Saturday, 21 March 2015

Scoria



What is Scoria?

Scoria is a highly vesicular, dark coloured volcanic rock that may or may not contain crystals (phenocrysts). It is typically dark in colour (generally dark brown, black or purplish red), and basaltic or andesitic in composition. Scoria is relatively low in density as a result of its numerous macroscopic ellipsoidal vesicles, but in contrast to pumice, all scoria has a specific gravity greater than 1, and sinks in water. The holes or vesicles form when gases that were dissolved in the magma come out of solution as it erupts, creating bubbles in the molten rock, some of which are frozen in place as the rock cools and solidifies. Scoria may form as part of a lava flow, typically near its surface, or as fragmental ejecta (lapilli, blocks and bombs), for instance in Strombolian eruptions that form steep-sided scoria cones. Most scoria is composed of glassy fragments, and may contain phenocrysts. The word scoria comes from the Greek σκωρία, skōria, rust. An old name for scoria is cinder.

Formation of scoria

Scoria is formed of the explosive from the volcano when it explodes, excessive gases and ash goes out of the volcano. These gases are dissolved in the magma under pressure of the overburden. The magma from the explosion of the volcano goes into air where pressure is released and the magma solidifies as the temperature is dropped than that of the subsurface. As the magma solidifies, the gases in the melt are not released from the melt before it solidifies. These gases produces round or elongated pores. These pore are vesicles of the gases zones which are evident of the melt solidification rapidly else gases would not have been trapped.
The scoria as formed from the explosion will be found near the mouth of the volcano and heavier rock would fall down the hill of the volcano. 

Cinder cones

Cinder cone are the steep hills formed by the brief eruption of a volcano where scoria is deposited at the mouth and stack at on another. These have vertical relief with less than few thousand feet. These hill are often formed at intervals. More than just one volcano erupts near to another to form from few cinder cones to hundreds of individual cones that forms a cluster. 
Most of the scoria falls to the ground near the vent to build up a cone-shaped hill called a "cinder cone." Cinder cones are generally small volcanoes produced by brief eruptions with a total vertical relief of less than a few thousand feet. They are usually very steep because scoria has an angle of repose of 30 to 40 degrees. In some parts of the world, cinder cones occur in clusters of a few to hundreds of individual cones. These areas are called "volcano fields."
An example is Maungarei in New Zealand, which like Te Tatua-a-Riukiuta in the south of the same city has been extensively quarried. Quincan, a unique form of Scoria, is quarried at Mount Quincan in Far North Queensland, Australia.

Vesicular basalts

When volcano erupts the melt has dissolved gases in it which due to release of pressure moves upward in the flow for its low weight. These gases attempt to escape the melt that's why it moves upward. As temperature and pressure is reduced the melt solidifies which in turn traps some of the gases. These gases produces vesicles in the rock body and the rock is called scoria or vesicular basalt.

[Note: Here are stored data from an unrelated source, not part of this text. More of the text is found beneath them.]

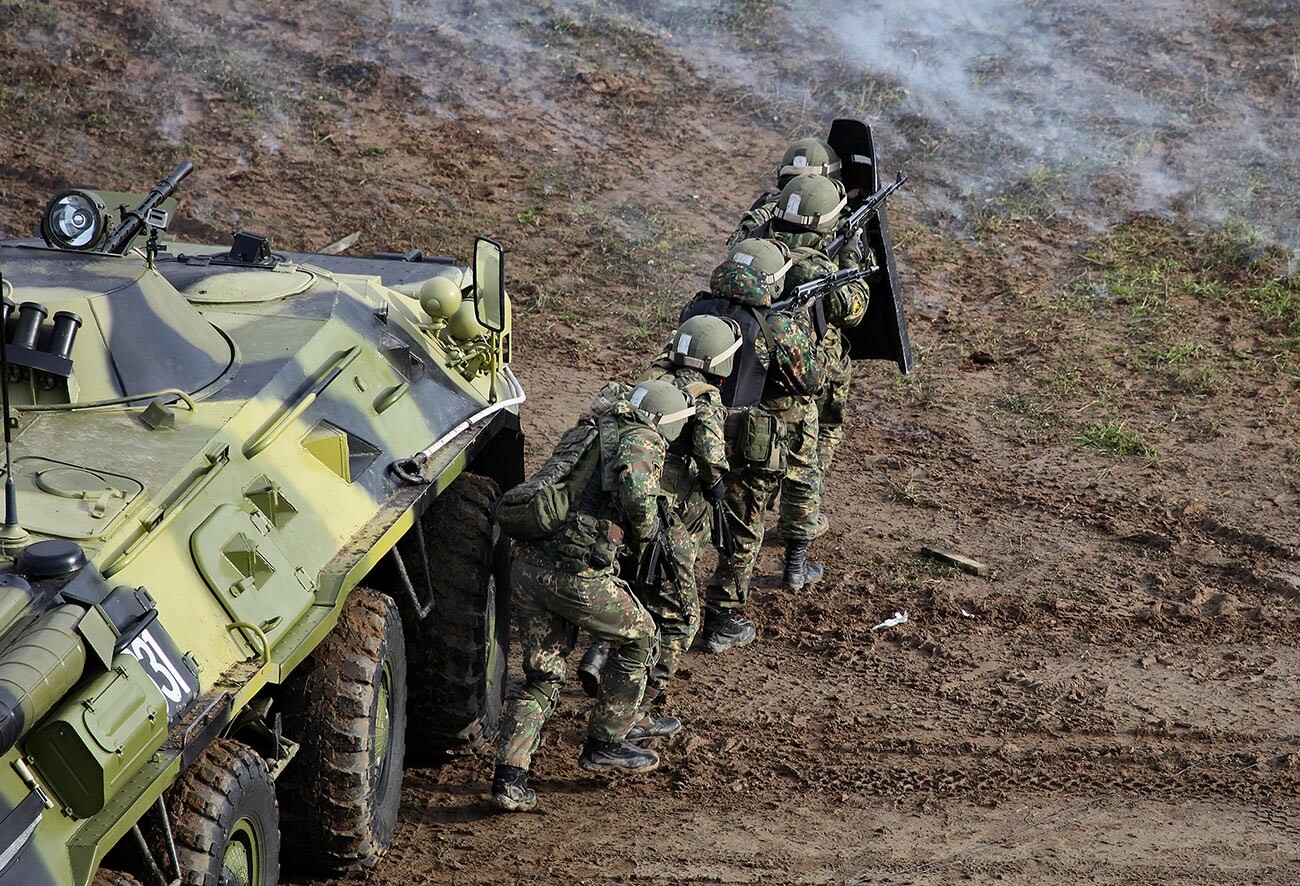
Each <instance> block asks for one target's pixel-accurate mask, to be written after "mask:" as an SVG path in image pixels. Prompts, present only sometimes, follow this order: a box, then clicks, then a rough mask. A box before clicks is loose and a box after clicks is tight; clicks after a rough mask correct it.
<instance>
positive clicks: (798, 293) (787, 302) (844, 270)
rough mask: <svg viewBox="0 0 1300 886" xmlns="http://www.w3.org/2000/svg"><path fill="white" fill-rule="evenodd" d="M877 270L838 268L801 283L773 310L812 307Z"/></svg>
mask: <svg viewBox="0 0 1300 886" xmlns="http://www.w3.org/2000/svg"><path fill="white" fill-rule="evenodd" d="M875 270H876V269H875V268H861V269H858V268H845V269H844V270H837V272H835V273H833V274H827V275H826V277H818V278H816V279H811V281H809V282H807V283H800V285H798V286H796V287H794V288H793V290H790V294H789V295H788V296H785V297H784V299H781V300H780V301H774V303H772V310H789V309H792V308H811V307H813V304H814V303H815V301H816V300H818V299H822V297H826V296H827V295H829V294H831V292H835V291H836V290H837V288H840V287H841V286H848V285H849V283H853V282H855V281H859V279H862V278H863V277H870V275H871V274H872V273H874V272H875Z"/></svg>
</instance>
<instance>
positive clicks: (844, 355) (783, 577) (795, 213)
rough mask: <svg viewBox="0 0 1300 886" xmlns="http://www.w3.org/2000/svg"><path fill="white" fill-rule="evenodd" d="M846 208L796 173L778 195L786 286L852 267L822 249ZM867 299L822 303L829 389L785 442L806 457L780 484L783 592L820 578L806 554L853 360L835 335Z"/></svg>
mask: <svg viewBox="0 0 1300 886" xmlns="http://www.w3.org/2000/svg"><path fill="white" fill-rule="evenodd" d="M845 203H846V200H845V196H844V186H842V184H840V182H837V181H835V179H831V178H827V177H826V175H800V177H797V178H794V179H792V181H790V182H789V183H788V184H787V186H785V187H784V188H783V190H781V195H780V197H777V200H776V203H774V204H772V223H771V236H772V238H774V239H776V240H780V242H781V243H784V244H785V246H787V247H789V249H790V256H792V259H793V260H794V265H793V266H792V268H790V270H789V273H788V274H787V277H785V282H787V288H793V287H796V286H798V285H801V283H806V282H809V281H813V279H818V278H820V277H826V275H827V274H832V273H835V272H836V270H839V269H848V268H852V269H857V268H858V264H859V260H861V253H862V251H861V246H858V247H855V248H850V247H846V248H845V249H842V251H841V252H840V253H839V256H836V257H837V260H839V261H837V262H836V261H832V260H831V259H829V257H827V255H826V253H824V252H823V251H822V248H823V247H824V244H826V242H827V239H828V238H831V236H832V235H833V234H835V229H836V223H837V222H839V220H840V217H841V214H842V210H844V207H845ZM868 299H870V290H868V288H867V285H866V281H858V282H854V283H848V285H845V286H841V287H840V288H837V290H835V291H833V292H831V294H829V295H828V296H826V297H824V299H823V303H822V308H823V310H824V314H826V320H827V329H826V333H824V335H823V336H822V339H820V342H819V343H818V351H819V355H820V359H819V362H820V364H822V365H823V366H824V368H826V373H827V383H826V387H824V388H823V391H822V394H820V395H819V396H818V400H816V404H815V408H814V409H809V411H806V412H805V414H803V421H802V422H800V425H798V427H800V430H801V431H802V435H803V437H802V439H800V440H793V442H792V443H790V448H792V451H794V452H798V453H803V455H805V456H806V457H796V459H793V460H792V461H790V470H789V472H788V473H787V477H785V479H784V482H783V485H781V517H780V526H779V531H780V534H781V538H783V540H784V542H785V565H784V569H783V576H781V583H783V585H784V586H785V587H790V589H800V587H803V586H805V585H811V583H813V582H816V581H818V579H819V578H820V577H822V565H820V564H819V563H816V561H813V560H809V559H807V548H809V543H810V542H811V540H813V539H814V538H816V537H818V535H820V534H822V533H823V531H826V526H827V525H828V524H827V520H826V517H823V516H822V511H820V498H822V486H823V482H824V478H826V475H827V472H829V469H831V460H832V459H833V457H835V449H836V447H837V446H839V443H840V440H841V439H842V435H844V433H842V430H841V425H842V422H844V411H845V408H846V405H848V401H849V383H850V381H852V378H853V361H852V360H850V359H849V347H848V342H845V339H844V335H842V334H841V330H842V329H849V327H853V326H857V325H858V323H861V322H862V318H863V317H866V314H867V301H868Z"/></svg>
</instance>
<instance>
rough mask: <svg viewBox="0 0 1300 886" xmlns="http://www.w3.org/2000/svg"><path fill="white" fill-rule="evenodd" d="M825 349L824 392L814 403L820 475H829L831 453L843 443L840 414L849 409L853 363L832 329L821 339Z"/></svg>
mask: <svg viewBox="0 0 1300 886" xmlns="http://www.w3.org/2000/svg"><path fill="white" fill-rule="evenodd" d="M822 344H823V347H824V348H826V351H824V355H823V356H824V360H826V368H827V377H826V390H823V391H822V396H819V398H818V399H816V405H818V431H816V460H818V468H819V472H820V475H822V477H823V478H826V475H827V474H828V473H831V462H832V461H833V460H835V451H836V448H837V447H839V446H840V440H842V439H844V430H842V429H841V425H844V413H845V411H846V409H848V408H849V385H850V383H852V381H853V359H852V357H849V343H848V340H845V338H844V333H841V331H840V330H839V329H836V327H835V326H832V327H831V329H829V330H827V335H826V338H824V339H822Z"/></svg>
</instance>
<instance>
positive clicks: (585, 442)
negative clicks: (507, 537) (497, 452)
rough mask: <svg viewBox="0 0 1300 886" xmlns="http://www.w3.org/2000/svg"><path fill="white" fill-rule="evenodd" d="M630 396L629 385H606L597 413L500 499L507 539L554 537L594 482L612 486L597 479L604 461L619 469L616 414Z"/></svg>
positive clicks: (526, 540)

Not to be Confused with Pumice

A vesicular igneous rock that is very similar to scoria is pumice. There are a few differences that can be used to distinguish them. First is their colour. Scoria is almost always black or dark gray to reddish brown, while pumice is almost always white to light gray to light tan. This colour difference is a result of their composition. Scoria forms from basaltic magma, while pumice forms from rhyolitic magmas which usually contain more gas.
Pumice has a much higher concentration of trapped bubbles - so many that the walls between them are very thin. The vesicles in pumice contain enough air that the rock will float on water. The thick walls of scoria make it heavy enough to sink.
Finally, when observed closely with a hand lens, you can often see tiny mineral crystals in scoria. However, close observation of pumice reveals a "glassy" texture similar to obsidian. Pumice consists mainly of glass materials rather than mineral crystals. A "glass" is a noncrystalline substance. In the case of pumice, it cooled so quickly that the atoms were unable to arrange themselves into ordered crystal structures.

Uses of Scoria

One of the main uses of scoria is in the production of lightweight aggregate. The scoria is crushed to desired sizes and sold for a variety of uses.
Concrete made with scoria typically weighs about 100 pounds per cubic foot. This is a weight savings compared to concrete made with typical sand and gravel that weighs about 150 pounds per cubic foot. This savings in weight allows buildings to be constructed with less structural steel. The air trapped in the scoria makes the lightweight concrete a better insulator. Buildings constructed with this lightweight concrete can have lower heating and cooling costs.
Crushed scoria is used as roofing granules, ground cover in landscape projects, and as a substrate in hydroponic gardening. Many dealers offer customers the option of choosing between black, brown, or red material. Scoria is also used as rip-rap, drainage stone, and low-quality road metal. Small amounts of scoria are used as sauna rock and as a heat sink in barbecue grills.